Learning of Long-Horizon Sparse-Reward Robotic Manipulator Tasks with Base Controllers

TL;DR

This paper introduces a reinforcement learning method that integrates traditional base controllers to efficiently learn long-horizon, sparse-reward robotic manipulation tasks, significantly improving performance and sample efficiency.

Contribution

It proposes a novel approach combining base controllers with deep RL to enhance exploration and learning in complex robotic tasks, including synthesizing multiple controllers.

Findings

Outperforms base controllers in stacking and cup tasks

Achieves orders of magnitude better sample efficiency than learning from demonstrations

Demonstrates potential for industrial robot manipulation systems

Abstract

Deep Reinforcement Learning (DRL) enables robots to perform some intelligent tasks end-to-end. However, there are still many challenges for long-horizon sparse-reward robotic manipulator tasks. On the one hand, a sparse-reward setting causes exploration inefficient. On the other hand, exploration using physical robots is of high cost and unsafe. In this paper, we propose a method of learning long-horizon sparse-reward tasks utilizing one or more existing traditional controllers named base controllers in this paper. Built upon Deep Deterministic Policy Gradients (DDPG), our algorithm incorporates the existing base controllers into stages of exploration, value learning, and policy update.
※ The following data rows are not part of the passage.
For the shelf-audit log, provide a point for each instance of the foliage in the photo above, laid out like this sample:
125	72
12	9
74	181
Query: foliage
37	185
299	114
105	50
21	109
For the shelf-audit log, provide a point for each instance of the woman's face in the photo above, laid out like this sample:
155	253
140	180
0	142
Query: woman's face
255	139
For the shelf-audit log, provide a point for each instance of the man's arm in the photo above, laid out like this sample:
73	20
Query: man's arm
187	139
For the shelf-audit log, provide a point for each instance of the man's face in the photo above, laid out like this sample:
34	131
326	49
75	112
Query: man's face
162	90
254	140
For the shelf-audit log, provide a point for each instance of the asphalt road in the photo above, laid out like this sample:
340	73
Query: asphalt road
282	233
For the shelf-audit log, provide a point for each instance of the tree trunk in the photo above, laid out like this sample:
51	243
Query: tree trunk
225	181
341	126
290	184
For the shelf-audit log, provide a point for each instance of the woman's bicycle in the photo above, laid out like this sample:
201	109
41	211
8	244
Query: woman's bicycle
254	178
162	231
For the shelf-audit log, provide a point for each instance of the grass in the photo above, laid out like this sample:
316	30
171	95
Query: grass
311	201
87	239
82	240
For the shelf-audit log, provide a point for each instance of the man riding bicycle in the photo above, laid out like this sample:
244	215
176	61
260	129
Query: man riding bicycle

Furthermore, we present a straightforward way of synthesizing different base controllers to integrate their strengths. Through experiments ranging from stacking blocks to cups, it is demonstrated that the learned state-based or image-based policies steadily outperform base controllers. Compared to previous works of learning from demonstrations, our method improves sample efficiency by orders of magnitude and improves the performance. Overall, our method bears the potential of leveraging existing industrial robot manipulation systems to build more flexible and intelligent controllers.